FIGS. 2A and 2B are micrographs showing IL-10 specific immunostaining of a section of human fetal skin at approximately 18 weeks of gestation. The panel on the left (FIG. 2A) is a low power (40×) photomicrograph showing intense staining for IL-10 in both the epidermis and the cells of the dermis. The panel on the right (FIG. 2B) is a high power (200×) view of the same section demonstrating the IL-10 specific staining of fetal skin cells.
 FIGS. 3A-3B are micrographs which show that over-expression of the IL-10 gene creates the permissive environment essential to scarless wound repair. The montage is a series of representative sections of the H & E stained formalin fixed paraffin embedded sections of adult C57 BKS mice incisionally wounded and treated either by injection of vehicle alone, Ad Lac 1×108 particle forming units (PFU), or Ad-IL-10 at 1×108 PFU. Experimental data provided herein represents wounds harvested at 3, 10, 14, 28, or 60 days post-wounding. The results for experiments of a 60 day duration are depicted in FIG. 3 at low power (20×; top panel) and high power (100×; bottom panel). The panels at left are of vehicle treated wounds demonstrating scar in the dermis extending down from the epidermis to the panniculus carnosus (FIG. 3A) . There is drop out of hair follicles and sweat glands in the area of the scar. The panels on the right depict wounds harvested at 60 days, which were treated with 1×108 PFU Ad-IL-10 (FIG. 3C). There was no apparent scar visible at either low or high panel power. There was normal distribution of hair follicles and sweat glands. The only evidence which confirmed that this tissue was from the wound site was the presence of India ink (as seen at higher power; FIG. 3C, at left). The India ink was placed in the wound bed at the time of incision, so as to facilitate identification of the wound. Were it not for the presence of India ink, it would not have been possible to distinguish the wound site from unwounded skin.
 The over-expression of IL-10 in the wound decreased the number of white blood cells (WBCs) recruited to the wound. The difference in the number of WBCs was indicated by staining levels observed for CD45, the common leukocyte antigen which is expressed on all white blood cells. FIG. 4A (left panel) was immunostained for CD45. FIG. 4A shows the Ad-IL-10 treated wound, while FIG. 4B depicts the vehicle control treated wound. Notably, there were far fewer WBCs recruited to a wound treated with Ad-IL-10. The arrows reveal the wound site.

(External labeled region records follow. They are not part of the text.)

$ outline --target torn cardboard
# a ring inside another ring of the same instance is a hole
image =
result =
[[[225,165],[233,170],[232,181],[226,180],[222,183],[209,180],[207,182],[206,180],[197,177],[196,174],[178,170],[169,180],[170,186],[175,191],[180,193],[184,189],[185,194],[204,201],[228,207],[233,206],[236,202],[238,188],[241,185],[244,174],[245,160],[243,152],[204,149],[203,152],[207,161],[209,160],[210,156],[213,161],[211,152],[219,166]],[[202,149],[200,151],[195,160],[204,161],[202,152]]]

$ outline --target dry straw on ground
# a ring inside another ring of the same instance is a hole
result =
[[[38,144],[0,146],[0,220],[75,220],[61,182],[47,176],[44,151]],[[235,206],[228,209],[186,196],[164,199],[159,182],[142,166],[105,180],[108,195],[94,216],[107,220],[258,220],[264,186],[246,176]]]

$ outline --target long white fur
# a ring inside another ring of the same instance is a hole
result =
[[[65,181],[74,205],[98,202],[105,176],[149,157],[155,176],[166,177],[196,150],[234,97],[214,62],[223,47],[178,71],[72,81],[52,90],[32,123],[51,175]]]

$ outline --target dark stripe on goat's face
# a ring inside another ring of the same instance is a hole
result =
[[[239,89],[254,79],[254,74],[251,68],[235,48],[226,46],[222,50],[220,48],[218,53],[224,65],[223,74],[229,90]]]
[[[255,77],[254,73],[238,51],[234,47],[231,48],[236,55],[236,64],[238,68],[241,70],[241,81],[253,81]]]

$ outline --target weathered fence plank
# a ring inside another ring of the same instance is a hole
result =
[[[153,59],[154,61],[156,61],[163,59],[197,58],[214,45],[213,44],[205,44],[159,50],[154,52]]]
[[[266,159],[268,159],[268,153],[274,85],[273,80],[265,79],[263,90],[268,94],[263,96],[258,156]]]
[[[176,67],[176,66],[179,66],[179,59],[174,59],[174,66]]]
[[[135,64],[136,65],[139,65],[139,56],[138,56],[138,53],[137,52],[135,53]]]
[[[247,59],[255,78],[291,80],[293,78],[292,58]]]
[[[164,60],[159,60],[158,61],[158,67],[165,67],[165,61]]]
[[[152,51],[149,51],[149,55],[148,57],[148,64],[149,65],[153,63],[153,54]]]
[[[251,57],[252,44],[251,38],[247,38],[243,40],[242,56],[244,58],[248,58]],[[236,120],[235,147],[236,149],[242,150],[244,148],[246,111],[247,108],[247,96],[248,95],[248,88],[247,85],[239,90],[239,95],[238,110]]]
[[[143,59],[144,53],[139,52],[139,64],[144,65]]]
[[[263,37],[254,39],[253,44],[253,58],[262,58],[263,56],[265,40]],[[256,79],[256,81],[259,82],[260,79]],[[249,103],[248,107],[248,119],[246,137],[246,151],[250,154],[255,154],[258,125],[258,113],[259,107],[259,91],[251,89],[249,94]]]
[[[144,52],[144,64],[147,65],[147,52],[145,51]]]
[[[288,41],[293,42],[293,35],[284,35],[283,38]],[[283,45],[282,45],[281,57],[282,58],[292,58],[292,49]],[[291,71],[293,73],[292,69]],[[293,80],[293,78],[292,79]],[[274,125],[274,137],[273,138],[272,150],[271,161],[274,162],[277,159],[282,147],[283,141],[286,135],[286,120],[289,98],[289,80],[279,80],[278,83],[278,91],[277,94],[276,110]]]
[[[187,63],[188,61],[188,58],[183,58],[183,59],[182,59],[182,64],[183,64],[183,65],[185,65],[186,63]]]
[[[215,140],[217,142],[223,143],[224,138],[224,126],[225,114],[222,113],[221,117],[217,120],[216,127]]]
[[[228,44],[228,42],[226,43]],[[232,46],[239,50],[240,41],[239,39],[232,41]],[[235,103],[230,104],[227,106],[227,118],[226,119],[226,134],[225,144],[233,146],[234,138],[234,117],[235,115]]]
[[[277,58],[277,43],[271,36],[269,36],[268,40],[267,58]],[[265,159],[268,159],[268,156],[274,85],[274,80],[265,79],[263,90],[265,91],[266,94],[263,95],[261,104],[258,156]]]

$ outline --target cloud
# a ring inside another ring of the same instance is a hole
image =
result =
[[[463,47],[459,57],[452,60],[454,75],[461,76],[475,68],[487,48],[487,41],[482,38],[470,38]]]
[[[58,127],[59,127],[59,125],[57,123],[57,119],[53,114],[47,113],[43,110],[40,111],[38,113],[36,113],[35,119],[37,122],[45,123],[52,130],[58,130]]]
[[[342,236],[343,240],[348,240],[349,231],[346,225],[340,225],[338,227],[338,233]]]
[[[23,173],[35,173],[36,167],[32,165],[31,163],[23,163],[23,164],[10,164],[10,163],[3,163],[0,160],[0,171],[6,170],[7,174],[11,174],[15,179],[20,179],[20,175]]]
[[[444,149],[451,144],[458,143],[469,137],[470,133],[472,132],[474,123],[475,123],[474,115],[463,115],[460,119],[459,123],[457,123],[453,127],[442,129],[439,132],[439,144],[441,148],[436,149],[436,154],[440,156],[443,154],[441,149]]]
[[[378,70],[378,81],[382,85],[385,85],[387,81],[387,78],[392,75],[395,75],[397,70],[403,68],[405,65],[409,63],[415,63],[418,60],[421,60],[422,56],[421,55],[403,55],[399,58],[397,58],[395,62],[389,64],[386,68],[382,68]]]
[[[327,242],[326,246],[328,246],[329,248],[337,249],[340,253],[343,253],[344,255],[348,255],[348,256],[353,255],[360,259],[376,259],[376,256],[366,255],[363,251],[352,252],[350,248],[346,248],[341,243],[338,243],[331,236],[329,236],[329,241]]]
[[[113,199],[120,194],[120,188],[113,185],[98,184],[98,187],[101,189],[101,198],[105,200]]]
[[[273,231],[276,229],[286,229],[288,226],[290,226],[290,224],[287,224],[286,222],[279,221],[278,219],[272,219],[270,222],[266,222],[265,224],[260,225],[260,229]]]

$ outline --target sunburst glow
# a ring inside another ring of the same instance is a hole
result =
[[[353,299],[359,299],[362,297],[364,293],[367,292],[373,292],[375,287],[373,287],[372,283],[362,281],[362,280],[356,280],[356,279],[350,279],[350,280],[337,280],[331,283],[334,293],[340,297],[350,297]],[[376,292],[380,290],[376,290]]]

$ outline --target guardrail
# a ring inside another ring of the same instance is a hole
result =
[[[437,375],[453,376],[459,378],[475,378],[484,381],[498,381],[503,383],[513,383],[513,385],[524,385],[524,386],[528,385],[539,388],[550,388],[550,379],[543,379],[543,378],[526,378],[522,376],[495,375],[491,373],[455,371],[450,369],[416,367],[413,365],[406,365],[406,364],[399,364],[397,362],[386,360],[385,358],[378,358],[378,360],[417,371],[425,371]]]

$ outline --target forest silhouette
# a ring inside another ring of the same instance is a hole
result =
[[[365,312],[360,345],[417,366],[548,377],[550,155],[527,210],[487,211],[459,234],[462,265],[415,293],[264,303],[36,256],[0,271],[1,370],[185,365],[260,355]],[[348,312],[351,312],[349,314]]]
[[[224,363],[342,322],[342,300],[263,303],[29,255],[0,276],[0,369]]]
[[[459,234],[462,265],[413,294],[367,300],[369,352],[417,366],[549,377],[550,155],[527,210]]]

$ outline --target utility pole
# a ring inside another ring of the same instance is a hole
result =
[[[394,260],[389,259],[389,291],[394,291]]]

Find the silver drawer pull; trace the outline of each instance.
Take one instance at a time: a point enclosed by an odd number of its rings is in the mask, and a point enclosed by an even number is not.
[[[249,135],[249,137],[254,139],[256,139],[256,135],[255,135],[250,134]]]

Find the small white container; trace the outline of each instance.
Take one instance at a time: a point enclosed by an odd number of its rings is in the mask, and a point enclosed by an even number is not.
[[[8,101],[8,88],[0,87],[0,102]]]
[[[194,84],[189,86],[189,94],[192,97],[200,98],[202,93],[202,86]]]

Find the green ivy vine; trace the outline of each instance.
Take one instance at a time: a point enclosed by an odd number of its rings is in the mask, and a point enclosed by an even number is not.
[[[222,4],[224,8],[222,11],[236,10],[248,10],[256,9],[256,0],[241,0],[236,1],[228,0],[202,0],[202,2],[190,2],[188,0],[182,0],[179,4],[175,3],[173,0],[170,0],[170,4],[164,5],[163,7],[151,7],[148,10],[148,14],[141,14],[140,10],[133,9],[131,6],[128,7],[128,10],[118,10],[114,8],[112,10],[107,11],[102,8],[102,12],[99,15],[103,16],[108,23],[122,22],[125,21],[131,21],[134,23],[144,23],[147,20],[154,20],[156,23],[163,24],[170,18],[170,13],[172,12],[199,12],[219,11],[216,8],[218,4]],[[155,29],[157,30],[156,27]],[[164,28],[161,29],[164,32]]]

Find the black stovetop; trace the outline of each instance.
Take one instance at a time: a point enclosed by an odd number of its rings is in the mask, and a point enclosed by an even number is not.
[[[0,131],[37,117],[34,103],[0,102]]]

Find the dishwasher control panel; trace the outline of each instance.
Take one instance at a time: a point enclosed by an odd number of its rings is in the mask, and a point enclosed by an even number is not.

 As demonstrated by immunostaining for MAC-3, which is a macrophage specific marker, many of the leukocytes recruited to the wound were macrophages. See FIG. 5. Again there was a notable decrease in the number of MAC-3 positive cells recruited to the wounds treated with Ad-IL-10. FIG. 5A and FIG. 5B, respectively, show a low and a high power magnification of wounds treated with vehicle control at day 3. FIG. 5C (low power) and FIG. 5D (high power) show wounds that have been treated with Ad-IL-10. Ad-IL-10 treated wounds displayed a marked reduction in the number of MAC-3 positive cells.
 Ad-IL-10 also reduced the amount of inflammatory cytokine released into the wounds as indicated by reduced immunostaining for the pro-inflammatory cytokine IL-6. FIG. 6A reveals that, at a day three harvest time, there was less IL-6 detected by immunostaining in wounds treated with Ad-IL-10 as compared to that of control wounds (FIG. 6B).